Floor tricep dips with CoreTex and Bosu


Exercise Benefits:

  • You can perform this exercise in the gym.
  • This exercise will build strength in your triceps, the muscle in the upper arm, giving you shape and definition.
  • Your shoulder muscles will also be activated to hold the shoulder joint stable as you perform the exercise on the Core-Tex.
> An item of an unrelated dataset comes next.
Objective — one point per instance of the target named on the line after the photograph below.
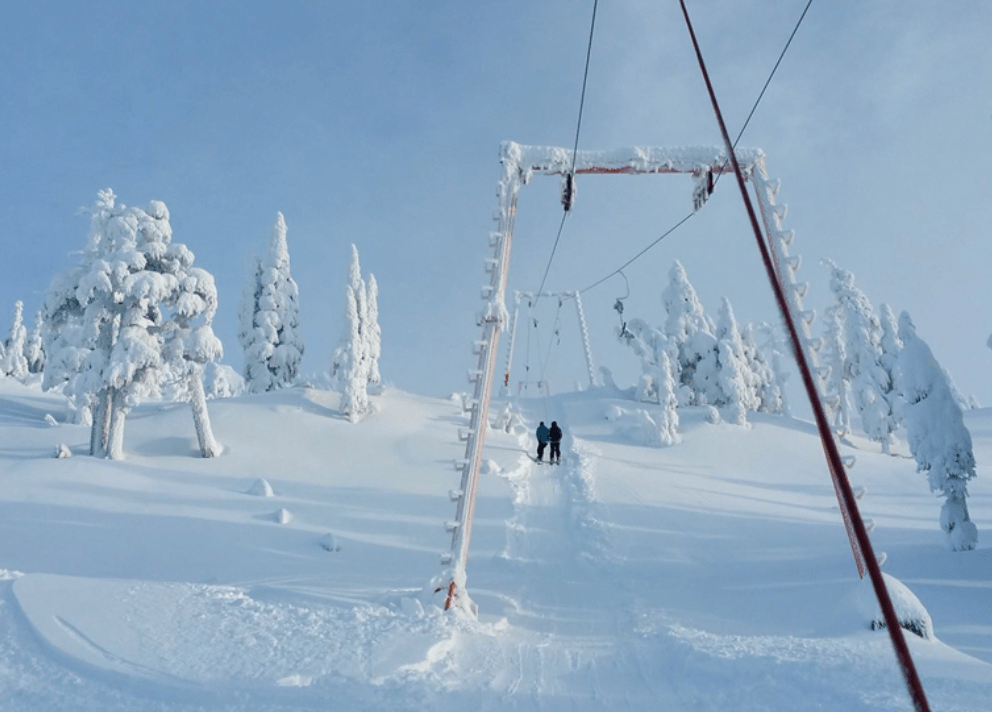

  1. With your hips off the Core-Tex but with the edge close to your back, place your hands on the Core-Tex about hip-width apart.
  2. Your fingers should be pointing forward. Your arms should be straight, with elbows fully extended. Place your feet flat on the ground in front of you, about hip-width apart, knees bent, and hips elevated off the ground.

How to Do:

  1. Tighten up your core and abdominals then slowly lower your body by bending your elbows. Lower your body to a point that is comfortable; you should not be feeling any sharp discomfort in your shoulder joint. You’ll feel the Core-Tex slide backward as you lower your body.
  2. Drive your weight back to the start position by straightening your elbows and bringing the Core-Tex forward. Repeat for the required number of repetitions.
  3. Keep your chest up and lifted during the exercise, and resist the urge to hunch over. Your elbows should point behind you, like the wings of a grasshopper. Resist the urge to let them flare out like you’re doing a pushup.
  4. To further challenge yourself, you can elevate your feet on a Bosu ball and perform the exercise in that position. Place a Bosu ball about half a body’s length away and balance your feet on the Bosu ball instead of on the floor. Have your feet about hip width apart.